The memories of 24 October, when their houses were flooded, are still very vivid.

Elaine Moses and her daughters were rescued from their house in The Meadows by boat.

"We've been going such a long time on these promises and we've never seen the work actually physically starting on the ground," she said.

"We want people to make their commitments and actually stick to them."

The Rivers Agency and Road Service are working together on plans to resolve the situation in Beragh, but the design of any flood-wall is not yet finalised.

Stephen Dawson, a Rivers Agency engineer, said: "We're very much in the early stages of developing the overall option and appraisal for the flood alleviation scheme.

"That is going to take time to be developed and we're exploring a lot of different ways of solving the problems here."

Early warning

Some solutions are already being implemented.

Image caption Stephen Dawson from the Rivers Agency told residents that a flood-defence scheme would take time to develop

Overgrown shrubbery along the banks of the river is being cut back, to prevent water pooling in vulnerable areas.

A sandbag store has been set up in the village and an early warning system is being trialled.

It is hoped that it will be used to send a text alert if the river is at a dangerous level, allowing people time to do what they can to protect their homes.

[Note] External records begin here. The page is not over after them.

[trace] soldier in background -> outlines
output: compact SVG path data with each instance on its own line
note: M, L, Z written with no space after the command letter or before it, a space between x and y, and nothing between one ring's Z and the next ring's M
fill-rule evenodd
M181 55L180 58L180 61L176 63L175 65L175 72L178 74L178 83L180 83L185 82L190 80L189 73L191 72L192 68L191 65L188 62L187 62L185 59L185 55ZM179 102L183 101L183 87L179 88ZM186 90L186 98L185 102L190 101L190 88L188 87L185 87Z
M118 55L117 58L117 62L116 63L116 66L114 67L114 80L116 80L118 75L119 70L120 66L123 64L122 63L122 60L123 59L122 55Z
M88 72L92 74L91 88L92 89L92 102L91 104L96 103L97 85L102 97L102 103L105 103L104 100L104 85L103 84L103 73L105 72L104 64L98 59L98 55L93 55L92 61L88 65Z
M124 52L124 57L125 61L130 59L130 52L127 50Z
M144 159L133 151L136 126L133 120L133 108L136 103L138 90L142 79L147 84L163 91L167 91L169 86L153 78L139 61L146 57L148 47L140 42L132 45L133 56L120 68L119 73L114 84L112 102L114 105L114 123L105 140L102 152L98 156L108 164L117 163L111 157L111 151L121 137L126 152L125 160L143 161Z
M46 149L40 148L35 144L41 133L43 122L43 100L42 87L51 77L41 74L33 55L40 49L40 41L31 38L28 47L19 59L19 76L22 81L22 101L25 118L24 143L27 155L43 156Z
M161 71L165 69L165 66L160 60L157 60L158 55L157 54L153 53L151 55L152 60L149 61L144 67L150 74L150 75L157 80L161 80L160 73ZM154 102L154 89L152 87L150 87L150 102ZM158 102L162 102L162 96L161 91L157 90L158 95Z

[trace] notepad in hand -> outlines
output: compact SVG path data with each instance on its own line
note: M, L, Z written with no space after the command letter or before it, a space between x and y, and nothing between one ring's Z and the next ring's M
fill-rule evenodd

An inspection has also been carried out to check for blockages in the river course.

Staff from the Rivers Agency told the meeting that there would be visible progress in the next few months.

A 200-year-old railway bridge is to be removed, but because it is historically valuable, it has to be deconstructed rather than demolished, and rebuilt at a site in Loughgall.

Meanwhile, work on the road bridge close to the Beragh Red Knights GAA club, which was also flooded, will not begin until next year.

Roads Service has also proposed adding footpaths, as well as widening and elevating the bridge. Engineers say that should also help relieve the flooding problem.

The residents will meet the agencies involved again later this year, when the flood defence design is complete.